County to mull trafficway pact

Commissioners divided on whether to sign on to wetlands mitigation plan

A divided Douglas County Commission is poised to approve an $8.5 million wetlands mitigation plan that members hope will drive the project to completion through the Baker Wetlands.

Commissioners tonight will consider signing on to an agreement with Baker University and the Kansas Department of Transportation. The pact outlines proposed public compensation for environmental damage should the trafficway be completed along a 32nd Street alignment, a route backed by KDOT.

Federal officials who control the road’s fate are accepting public comments through Monday about options for the trafficway project, expected to be built either along the 32nd Street alignment, through the wetlands, or along a 42nd Street route, south of the Wakarusa River.

Commissioners Bob Johnson and Jere McElhaney say they want to approve the mitigation agreement before the federal deadline for comments, set by the U.S. Army Corps of Engineers. That way corps officials will know that the mitigation plan is set in regulatory concrete, not informal quicksand.

The meeting begins at 6:35 p.m. at the County Courthouse, 1100 Mass.

“I hope this will be the last meeting. I really do,” said McElhaney, commission chairman. “We’ve been going through this trafficway battle for 12 or so years now.

“This is, more or less, the final chapter, or the final step, that Douglas County will be going through.”

The project would complete the trafficway by connecting U.S. Highway 59 at the south edge of Lawrence with Kansas Highway 10 at Noria Road, southeast of town. The first section of the highway, connecting U.S. 59 and the Kansas Turnpike northwest of town, cost $45 million and opened to traffic in 1996.

KDOT estimates that building along 32nd Street would cost $105 million, while going along 42nd Street would cost $128.5 million.

No need for rush

Though McElhaney and Johnson support the mitigation plan, Commissioner Charles Jones remains fervently against it. He argues that the agreement shouldn’t even be put up for a vote yet, given the relatively brief amount of time the public has had to digest the details.

Although general components of the plan have been openly discussed for months, Jones didn’t get his final copy of the proposed agreement and support materials until 5 p.m. Tuesday.

“It’s almost always a mistake to rush important documents,” Jones said. “The lack of public input and the lack of an opportunity to be deliberative about the agreement will come back and bite (Johnson and McElhaney).”

Agreement provisions

Among the KDOT-financed provisions in the formal agreement:

31st Street would be removed between Louisiana Street and Haskell Avenue, and then rebuilt off the southern edge of the Haskell Indian Nations University campus. The former site of the road would be given to the university, and the new road would be property of the county.

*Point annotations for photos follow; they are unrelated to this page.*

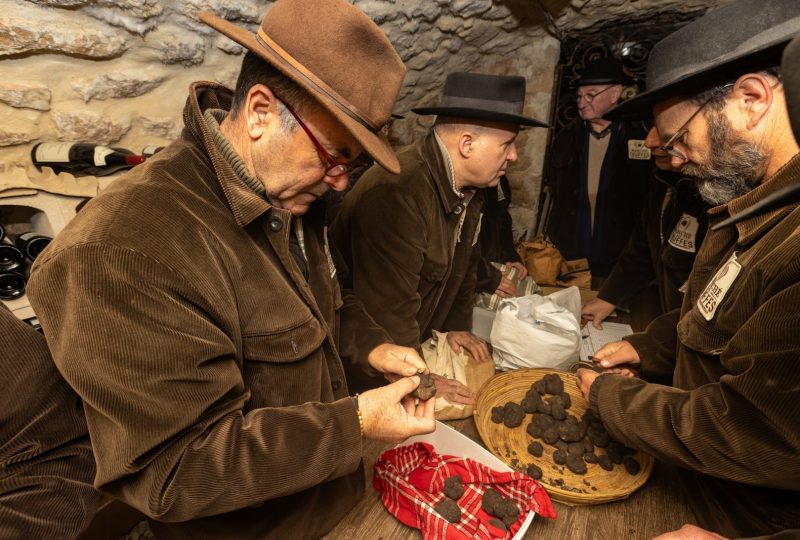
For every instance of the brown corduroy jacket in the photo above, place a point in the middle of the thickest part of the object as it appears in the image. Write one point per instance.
(211, 369)
(46, 463)
(411, 246)
(732, 409)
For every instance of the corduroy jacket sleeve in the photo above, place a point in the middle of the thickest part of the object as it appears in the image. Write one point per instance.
(724, 428)
(153, 355)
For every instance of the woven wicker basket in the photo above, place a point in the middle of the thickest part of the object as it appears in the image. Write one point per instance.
(511, 445)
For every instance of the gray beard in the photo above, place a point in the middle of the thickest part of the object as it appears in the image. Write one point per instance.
(735, 165)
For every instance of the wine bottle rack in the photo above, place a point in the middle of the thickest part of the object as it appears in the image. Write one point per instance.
(38, 211)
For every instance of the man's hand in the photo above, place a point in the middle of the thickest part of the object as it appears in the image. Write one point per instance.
(618, 353)
(522, 271)
(689, 532)
(506, 288)
(585, 379)
(452, 390)
(596, 310)
(395, 361)
(474, 345)
(391, 415)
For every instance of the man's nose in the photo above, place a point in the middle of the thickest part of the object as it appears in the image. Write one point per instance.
(512, 153)
(337, 183)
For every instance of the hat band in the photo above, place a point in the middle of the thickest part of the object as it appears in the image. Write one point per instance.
(298, 69)
(492, 105)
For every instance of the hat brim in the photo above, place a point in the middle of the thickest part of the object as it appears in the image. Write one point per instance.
(608, 80)
(376, 144)
(479, 114)
(640, 106)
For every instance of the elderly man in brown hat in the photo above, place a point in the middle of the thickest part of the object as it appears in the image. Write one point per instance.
(597, 173)
(410, 240)
(729, 418)
(193, 305)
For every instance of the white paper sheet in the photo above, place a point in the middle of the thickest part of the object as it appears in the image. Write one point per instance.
(593, 339)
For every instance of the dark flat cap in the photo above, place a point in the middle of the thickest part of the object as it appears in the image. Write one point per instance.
(492, 98)
(720, 45)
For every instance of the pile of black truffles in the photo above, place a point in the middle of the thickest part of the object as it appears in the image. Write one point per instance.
(575, 440)
(447, 507)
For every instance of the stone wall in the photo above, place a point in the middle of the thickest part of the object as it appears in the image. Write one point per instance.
(117, 71)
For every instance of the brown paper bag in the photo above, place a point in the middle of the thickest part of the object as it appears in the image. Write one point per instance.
(575, 273)
(442, 360)
(542, 259)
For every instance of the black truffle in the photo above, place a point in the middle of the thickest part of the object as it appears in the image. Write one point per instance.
(534, 471)
(513, 415)
(535, 449)
(453, 488)
(553, 384)
(497, 414)
(426, 389)
(498, 523)
(449, 510)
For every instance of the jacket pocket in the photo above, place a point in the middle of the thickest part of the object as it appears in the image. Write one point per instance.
(286, 345)
(702, 336)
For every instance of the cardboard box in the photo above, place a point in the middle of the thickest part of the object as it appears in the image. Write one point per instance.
(445, 440)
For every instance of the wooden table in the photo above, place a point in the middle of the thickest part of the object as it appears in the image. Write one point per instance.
(657, 507)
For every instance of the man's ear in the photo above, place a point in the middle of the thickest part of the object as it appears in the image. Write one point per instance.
(466, 144)
(260, 103)
(755, 96)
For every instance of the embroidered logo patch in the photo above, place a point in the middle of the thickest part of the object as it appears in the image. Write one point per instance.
(637, 149)
(685, 233)
(718, 287)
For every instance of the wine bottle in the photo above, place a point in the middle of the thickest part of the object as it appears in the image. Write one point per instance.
(83, 158)
(12, 285)
(11, 258)
(31, 244)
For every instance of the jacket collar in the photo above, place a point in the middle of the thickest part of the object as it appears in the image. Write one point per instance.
(756, 225)
(245, 204)
(441, 175)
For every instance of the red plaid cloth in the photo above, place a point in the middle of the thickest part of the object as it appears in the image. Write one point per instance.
(411, 479)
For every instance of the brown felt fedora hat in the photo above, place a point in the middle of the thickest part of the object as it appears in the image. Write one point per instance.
(719, 46)
(493, 98)
(336, 53)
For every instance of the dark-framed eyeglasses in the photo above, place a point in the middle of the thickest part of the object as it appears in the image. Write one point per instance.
(589, 97)
(333, 168)
(669, 146)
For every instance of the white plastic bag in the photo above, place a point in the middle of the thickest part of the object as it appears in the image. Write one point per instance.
(537, 332)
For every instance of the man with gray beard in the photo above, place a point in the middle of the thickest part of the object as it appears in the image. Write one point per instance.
(729, 420)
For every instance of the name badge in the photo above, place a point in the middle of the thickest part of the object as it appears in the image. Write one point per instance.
(637, 150)
(684, 234)
(718, 287)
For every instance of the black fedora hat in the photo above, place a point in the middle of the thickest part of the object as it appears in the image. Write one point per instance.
(492, 98)
(603, 71)
(790, 68)
(720, 45)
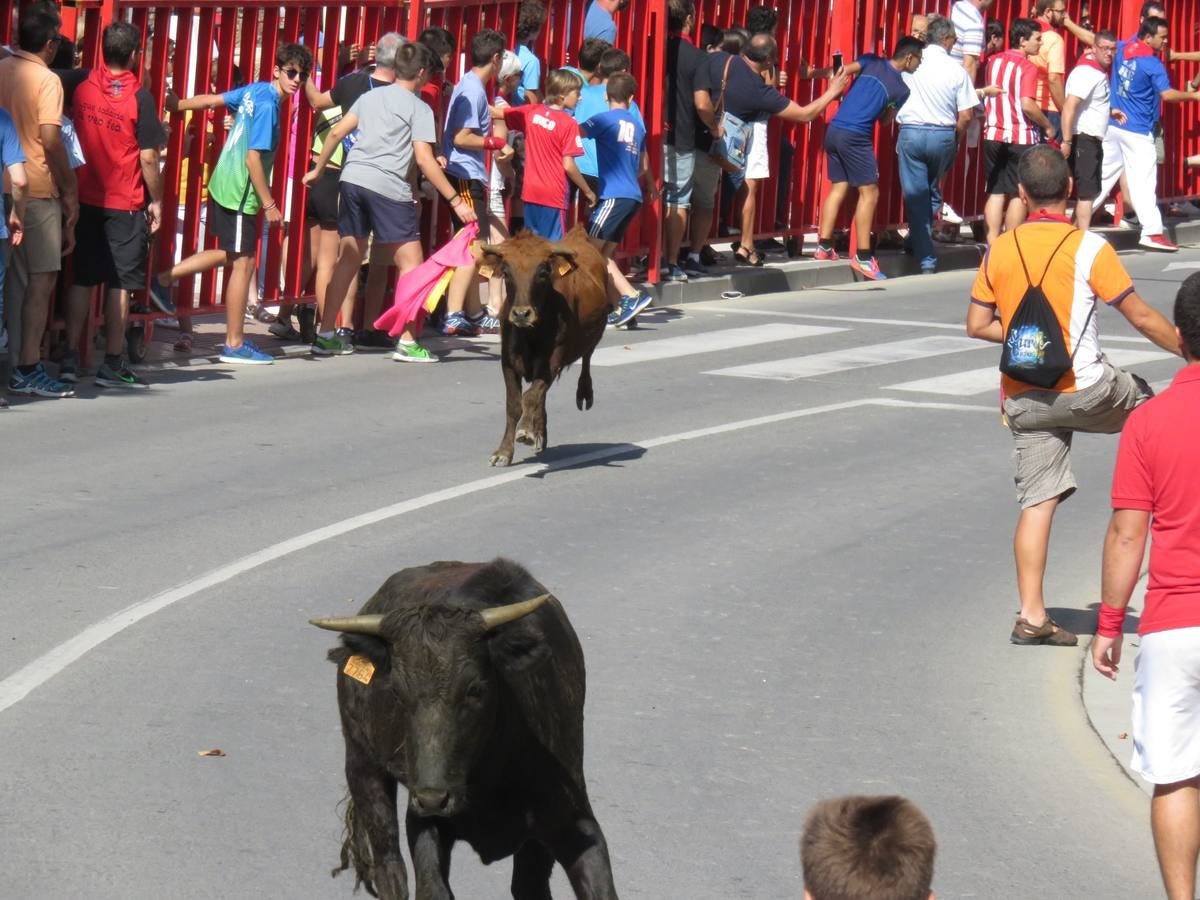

Louisiana and Haskell, between 31st Street and the Wakarusa River, would be relocated to the edges of the would-be-expanded Baker Wetlands. The roads would be built with two lanes pavement on right of way wide enough to accommodate four lanes.

Baker would receive $5.41 million to build a wetlands education center, buy equipment and hire personnel to care for the wetlands, prepare camping sites, convert farm fields to wetlands and other related costs.

Baker would give KDOT up to 70 acres at the northern end of the wetlands to allow for construction of the trafficway, in exchange for more than 250 acres of farm fields. More would be added with inclusion of several other sites, whose dimensions were not included in the agreement.

Install a new a water line alongside Haskell Avenue to serve Baldwin and Rural Water District No. 4. It would replace a line that cuts through the wetlands.

The agreement could be terminated by any of the three parties involved if corps doesn’t issue a final decision about the road by Dec. 1. The agreement also could be extended by mutual consent; it would be terminated if the corps selected the 42nd Street route.